Geometrie perfette, linee sottili, letali.
Immobile, con i nervi tesi, osserva la sua preda che freneticamente cerca una via di fuga.
E’ solo questione di tempo e poi i movimenti saranno appesantiti dalla stanchezza.
Si muove, calmo, sul filo sputato dal proprio addome.
Gesti che sembrano una danza, un rito d’amore.
Poi l’abbraccio che non protegge ed un bacio freddo come la morte.

2

Il commissario Scichilone, per raggiungere l’ufficio, percorreva ogni mattina la passeggiata a mare  respirando la brezza che da sud gli regalava l’illusione di fragranze della sua terra: la Sicilia.
A Ventimiglia era arrivato con promesse di rapida carriera.
"Tu vai là, ci rimani un po’e poi ti trasferiamo a Palermo, magari con una bella promozione."
"Ventimiglia: l’ultimo commissariato d’Italia" aveva espresso perplesso.
"Beh, dipende da che punto lo guardi: se arrivi dalla Francia è sicuramente il primo."
"Ma io preferivo….."
"Ventimiglia, caro Scichilone e poi vedremo: vai."
Era giunto in città, accompagnato da sua moglie Maria Assunta, una sera di gennaio dell’anno prima.
"Io qui non rimango neanche un giorno" aveva dichiarato Maria Assunta.
Non era andata via il giorno dopo, ma il mese successivo, per non tornare più.
L’ultima immagine di lei era stata l’ondeggiante chioma corvina che spariva dentro il vagone di un treno in partenza con destinazione Palermo via Roma, biglietto di sola andata.
Quarant’anni, calvo, collo taurino e fisico da lottatore. Non bello. Un tipo.
Occhi scuri, vispi, velati dalla malinconia, divisi da un naso piccolo con narici larghe che si appoggiava a labbra carnose.
Figlio di un noto penalista palermitano e di una casalinga silenziosa.
L’aria del suo ufficio era appesantita dalle troppe sigarette.
"Deve smetterla di intossicarsi."
La voce baritonale dell’ispettore Capurro lo aveva sorpreso mentre stava spalancando le finestre per fare posto all’aria fresca di un marzo inoltrato.
Basso, largo quanto una scrivania, il collo corto e gli occhi sporgenti con lo sguardo costantemente stupito, rappresentava il suo collaboratore più stretto, la spalla su cui piangere nei momenti di sconforto.
Cinquant’anni di cui gli ultimi trenta trascorsi nella Polizia.
"C’è qualche novità, Peppino?"
"Per il momento nessuna, a parte questa busta, indirizzata a lei, priva di mittente, che è stata rinvenuta dentro la buca delle lettere in cui gli albergatori lasciano le schedine degli alloggiati."
L’involucro era ordinario, di colore giallo, privo di affrancatura.
Il commissario l’aveva aperto senza dargli nessuna importanza, estraendone un foglio dattiloscritto.
Appoggiatolo sul piano della scrivania, si era abbassato per aprire un cassetto da cui aveva prelevato una busta di plastica trasparente.
Delicatamente, con l’ausilio di una penna, ne aveva fatto scivolare il foglio all’interno.

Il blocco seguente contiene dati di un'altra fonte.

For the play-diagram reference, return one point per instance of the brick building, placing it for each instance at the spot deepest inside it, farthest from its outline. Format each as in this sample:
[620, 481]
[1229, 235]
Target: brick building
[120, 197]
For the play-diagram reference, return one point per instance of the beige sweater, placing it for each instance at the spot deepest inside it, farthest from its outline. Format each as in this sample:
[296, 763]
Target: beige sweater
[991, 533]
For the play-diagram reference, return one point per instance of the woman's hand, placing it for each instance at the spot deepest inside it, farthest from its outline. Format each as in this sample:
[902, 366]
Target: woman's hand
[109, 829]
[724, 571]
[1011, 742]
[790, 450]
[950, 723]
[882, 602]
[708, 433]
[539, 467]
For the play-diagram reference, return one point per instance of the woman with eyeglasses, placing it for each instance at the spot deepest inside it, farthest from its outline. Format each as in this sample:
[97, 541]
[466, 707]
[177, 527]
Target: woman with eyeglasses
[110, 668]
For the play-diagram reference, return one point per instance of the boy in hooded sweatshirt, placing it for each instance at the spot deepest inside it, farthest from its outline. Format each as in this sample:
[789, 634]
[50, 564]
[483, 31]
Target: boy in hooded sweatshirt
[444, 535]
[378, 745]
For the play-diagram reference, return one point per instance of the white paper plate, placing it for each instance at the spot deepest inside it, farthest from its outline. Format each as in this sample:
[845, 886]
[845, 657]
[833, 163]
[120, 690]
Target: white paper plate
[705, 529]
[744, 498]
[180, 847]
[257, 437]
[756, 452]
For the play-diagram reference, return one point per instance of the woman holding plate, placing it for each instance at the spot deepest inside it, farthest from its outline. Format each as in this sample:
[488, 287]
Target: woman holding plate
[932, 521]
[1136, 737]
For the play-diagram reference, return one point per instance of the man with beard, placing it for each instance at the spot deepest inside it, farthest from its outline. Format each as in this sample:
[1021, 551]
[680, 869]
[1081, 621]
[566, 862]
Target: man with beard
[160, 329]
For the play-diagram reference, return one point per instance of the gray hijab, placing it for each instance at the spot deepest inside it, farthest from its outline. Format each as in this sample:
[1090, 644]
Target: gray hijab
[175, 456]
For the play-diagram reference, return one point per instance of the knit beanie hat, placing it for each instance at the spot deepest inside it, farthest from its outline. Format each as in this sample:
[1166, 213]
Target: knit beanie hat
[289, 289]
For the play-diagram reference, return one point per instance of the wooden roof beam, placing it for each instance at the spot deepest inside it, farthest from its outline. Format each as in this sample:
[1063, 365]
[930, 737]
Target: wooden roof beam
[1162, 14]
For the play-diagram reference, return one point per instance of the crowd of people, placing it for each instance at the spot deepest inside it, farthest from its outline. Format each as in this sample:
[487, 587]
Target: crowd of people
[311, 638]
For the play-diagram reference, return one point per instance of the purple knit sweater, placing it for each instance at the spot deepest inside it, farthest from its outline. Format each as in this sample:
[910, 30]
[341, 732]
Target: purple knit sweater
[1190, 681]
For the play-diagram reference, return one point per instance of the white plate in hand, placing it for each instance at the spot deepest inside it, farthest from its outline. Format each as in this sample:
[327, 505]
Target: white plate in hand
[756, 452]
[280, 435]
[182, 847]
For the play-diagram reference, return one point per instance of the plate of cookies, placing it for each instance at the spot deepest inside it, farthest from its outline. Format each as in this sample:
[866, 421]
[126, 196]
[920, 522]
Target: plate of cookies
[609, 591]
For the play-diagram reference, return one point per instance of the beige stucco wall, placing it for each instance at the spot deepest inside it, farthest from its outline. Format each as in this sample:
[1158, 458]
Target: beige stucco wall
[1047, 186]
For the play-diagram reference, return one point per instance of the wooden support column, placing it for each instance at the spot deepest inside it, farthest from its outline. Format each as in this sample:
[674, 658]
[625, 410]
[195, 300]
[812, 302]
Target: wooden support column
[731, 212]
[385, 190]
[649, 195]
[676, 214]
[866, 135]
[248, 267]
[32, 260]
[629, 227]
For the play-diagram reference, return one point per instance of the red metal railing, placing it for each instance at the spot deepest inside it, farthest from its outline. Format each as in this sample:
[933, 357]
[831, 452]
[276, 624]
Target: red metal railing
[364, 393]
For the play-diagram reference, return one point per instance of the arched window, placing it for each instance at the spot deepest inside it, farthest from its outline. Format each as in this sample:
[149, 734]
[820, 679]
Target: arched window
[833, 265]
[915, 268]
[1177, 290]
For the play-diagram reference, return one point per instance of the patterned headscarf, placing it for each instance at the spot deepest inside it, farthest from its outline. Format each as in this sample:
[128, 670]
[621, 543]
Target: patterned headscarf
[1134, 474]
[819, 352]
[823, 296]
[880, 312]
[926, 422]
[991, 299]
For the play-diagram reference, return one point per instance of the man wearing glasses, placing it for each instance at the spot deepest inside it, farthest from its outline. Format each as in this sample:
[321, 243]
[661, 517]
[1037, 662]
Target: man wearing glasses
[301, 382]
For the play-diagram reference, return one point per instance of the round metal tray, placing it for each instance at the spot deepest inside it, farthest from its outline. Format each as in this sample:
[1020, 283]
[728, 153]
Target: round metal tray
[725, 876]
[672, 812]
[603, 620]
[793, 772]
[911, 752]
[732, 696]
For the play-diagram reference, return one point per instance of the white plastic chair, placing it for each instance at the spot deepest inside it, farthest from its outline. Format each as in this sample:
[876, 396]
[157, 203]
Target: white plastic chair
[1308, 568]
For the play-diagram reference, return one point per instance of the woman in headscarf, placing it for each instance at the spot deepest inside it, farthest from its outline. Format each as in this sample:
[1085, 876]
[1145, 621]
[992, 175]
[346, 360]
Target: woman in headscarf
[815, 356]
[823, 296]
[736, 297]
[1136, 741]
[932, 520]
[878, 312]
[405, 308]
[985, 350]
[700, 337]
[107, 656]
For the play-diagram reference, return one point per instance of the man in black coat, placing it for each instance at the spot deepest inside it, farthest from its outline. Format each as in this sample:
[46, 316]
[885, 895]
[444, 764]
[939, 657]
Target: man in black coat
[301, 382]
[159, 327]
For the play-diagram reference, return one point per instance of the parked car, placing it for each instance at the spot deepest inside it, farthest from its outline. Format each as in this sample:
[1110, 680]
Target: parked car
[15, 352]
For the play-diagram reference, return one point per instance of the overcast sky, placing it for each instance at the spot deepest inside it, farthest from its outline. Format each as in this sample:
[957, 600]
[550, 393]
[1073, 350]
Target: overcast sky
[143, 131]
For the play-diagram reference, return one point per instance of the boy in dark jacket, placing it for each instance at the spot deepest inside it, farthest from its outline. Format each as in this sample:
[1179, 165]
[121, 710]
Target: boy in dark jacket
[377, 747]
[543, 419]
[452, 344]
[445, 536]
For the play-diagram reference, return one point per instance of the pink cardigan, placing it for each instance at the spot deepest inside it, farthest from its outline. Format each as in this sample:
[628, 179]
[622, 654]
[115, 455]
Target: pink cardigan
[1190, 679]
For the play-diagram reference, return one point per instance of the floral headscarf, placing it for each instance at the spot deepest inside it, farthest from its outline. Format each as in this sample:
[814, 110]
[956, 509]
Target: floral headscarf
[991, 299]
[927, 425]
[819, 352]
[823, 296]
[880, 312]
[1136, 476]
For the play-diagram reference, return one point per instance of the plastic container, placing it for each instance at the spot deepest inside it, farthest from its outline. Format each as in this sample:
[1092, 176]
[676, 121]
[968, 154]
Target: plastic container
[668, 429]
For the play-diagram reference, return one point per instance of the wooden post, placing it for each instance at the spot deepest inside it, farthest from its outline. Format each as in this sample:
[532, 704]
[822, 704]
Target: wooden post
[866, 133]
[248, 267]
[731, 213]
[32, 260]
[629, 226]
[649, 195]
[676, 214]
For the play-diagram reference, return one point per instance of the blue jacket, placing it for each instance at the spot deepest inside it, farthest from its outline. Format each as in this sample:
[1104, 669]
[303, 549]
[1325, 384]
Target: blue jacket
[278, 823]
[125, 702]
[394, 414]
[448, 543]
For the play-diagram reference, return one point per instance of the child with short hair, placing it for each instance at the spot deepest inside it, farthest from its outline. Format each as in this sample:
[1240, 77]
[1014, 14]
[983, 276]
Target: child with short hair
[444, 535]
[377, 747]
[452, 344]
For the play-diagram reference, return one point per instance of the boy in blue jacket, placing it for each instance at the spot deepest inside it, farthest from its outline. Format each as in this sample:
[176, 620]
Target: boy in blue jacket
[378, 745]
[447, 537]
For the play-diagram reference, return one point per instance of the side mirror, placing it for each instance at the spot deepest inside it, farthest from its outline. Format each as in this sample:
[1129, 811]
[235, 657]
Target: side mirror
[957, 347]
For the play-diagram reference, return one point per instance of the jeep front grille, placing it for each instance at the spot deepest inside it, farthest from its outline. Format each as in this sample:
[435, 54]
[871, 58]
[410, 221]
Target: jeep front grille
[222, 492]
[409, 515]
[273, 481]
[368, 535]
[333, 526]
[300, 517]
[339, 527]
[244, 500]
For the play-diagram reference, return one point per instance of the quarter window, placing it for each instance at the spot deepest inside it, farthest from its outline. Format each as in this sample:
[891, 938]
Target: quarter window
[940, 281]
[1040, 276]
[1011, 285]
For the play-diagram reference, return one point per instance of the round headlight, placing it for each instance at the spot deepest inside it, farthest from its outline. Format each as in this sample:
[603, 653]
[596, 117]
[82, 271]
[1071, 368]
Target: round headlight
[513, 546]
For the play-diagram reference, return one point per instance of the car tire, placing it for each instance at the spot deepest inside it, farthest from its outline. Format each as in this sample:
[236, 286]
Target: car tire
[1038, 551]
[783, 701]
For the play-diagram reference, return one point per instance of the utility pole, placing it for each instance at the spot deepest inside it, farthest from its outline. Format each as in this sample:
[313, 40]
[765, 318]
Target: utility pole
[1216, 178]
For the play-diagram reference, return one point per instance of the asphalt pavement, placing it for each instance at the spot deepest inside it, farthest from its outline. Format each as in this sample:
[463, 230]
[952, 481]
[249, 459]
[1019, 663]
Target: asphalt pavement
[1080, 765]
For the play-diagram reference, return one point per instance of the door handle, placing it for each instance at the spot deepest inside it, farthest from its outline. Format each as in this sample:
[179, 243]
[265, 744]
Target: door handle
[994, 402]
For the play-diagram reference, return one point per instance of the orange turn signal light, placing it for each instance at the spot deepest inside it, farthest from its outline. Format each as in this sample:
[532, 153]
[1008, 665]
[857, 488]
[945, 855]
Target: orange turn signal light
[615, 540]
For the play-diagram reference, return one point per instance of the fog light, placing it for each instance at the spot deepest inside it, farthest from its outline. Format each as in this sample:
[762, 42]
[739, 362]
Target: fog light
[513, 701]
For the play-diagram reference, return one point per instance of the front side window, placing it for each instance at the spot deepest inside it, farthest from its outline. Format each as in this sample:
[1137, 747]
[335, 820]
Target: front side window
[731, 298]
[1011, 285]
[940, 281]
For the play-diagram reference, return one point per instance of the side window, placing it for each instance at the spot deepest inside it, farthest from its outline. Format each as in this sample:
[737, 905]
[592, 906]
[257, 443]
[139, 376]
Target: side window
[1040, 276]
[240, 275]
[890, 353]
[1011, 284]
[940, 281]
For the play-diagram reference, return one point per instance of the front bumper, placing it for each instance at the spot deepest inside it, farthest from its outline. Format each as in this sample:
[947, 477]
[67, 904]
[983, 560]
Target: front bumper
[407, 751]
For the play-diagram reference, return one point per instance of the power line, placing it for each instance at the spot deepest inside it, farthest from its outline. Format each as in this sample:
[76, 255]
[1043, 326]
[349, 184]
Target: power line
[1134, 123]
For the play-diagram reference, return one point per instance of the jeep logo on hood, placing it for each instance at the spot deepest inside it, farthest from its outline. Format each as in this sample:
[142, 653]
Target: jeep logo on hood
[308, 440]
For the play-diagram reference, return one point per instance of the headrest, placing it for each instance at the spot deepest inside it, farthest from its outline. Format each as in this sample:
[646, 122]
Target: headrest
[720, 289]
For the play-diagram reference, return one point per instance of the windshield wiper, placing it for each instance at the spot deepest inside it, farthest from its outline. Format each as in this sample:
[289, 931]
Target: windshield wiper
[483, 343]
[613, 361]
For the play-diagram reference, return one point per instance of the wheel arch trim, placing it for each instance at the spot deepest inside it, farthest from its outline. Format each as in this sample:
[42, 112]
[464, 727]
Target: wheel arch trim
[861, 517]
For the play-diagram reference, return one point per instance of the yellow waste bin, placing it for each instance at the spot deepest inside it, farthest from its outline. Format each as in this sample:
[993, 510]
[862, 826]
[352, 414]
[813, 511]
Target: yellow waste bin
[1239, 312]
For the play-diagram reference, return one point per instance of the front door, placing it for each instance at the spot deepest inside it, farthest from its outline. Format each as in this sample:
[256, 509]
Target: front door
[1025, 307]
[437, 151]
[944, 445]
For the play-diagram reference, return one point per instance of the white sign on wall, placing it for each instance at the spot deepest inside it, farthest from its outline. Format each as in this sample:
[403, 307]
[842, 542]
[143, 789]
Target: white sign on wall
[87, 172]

"Ma che sta facendo, dottore?"
"Leggi, leggi pure."
L’ispettore si era avvicinato leggendo a voce alta il testo.
ernesto@libero.it
"Non capisco."
"E’ il mio indirizzo di posta elettronica."
"E allora?"
"Non capisci? Oltre a pochi intimi, non lo conosce nessuno."
"E allora?"
"Peppino, mi recapitano, in una busta anonima, il mio indirizzo di posta elettronica, che non è di dominio pubblico, e tu non trovi nulla di strano?"
"No."
"Cristo, Peppino."
Così dicendo aveva acceso il computer muovendosi rapido sulla tastiera.
Nella sua casella, oltre i soliti messaggi pubblicitari, ne compariva uno proveniente da  veleno@sltnet.lk
Con il mouse aveva cliccato sopra l’oggetto che recitava "Sofia Notari", aprendo una finestra sulla quale compariva il messaggio: "Se sei bravo, prova a prendermi. Veleno".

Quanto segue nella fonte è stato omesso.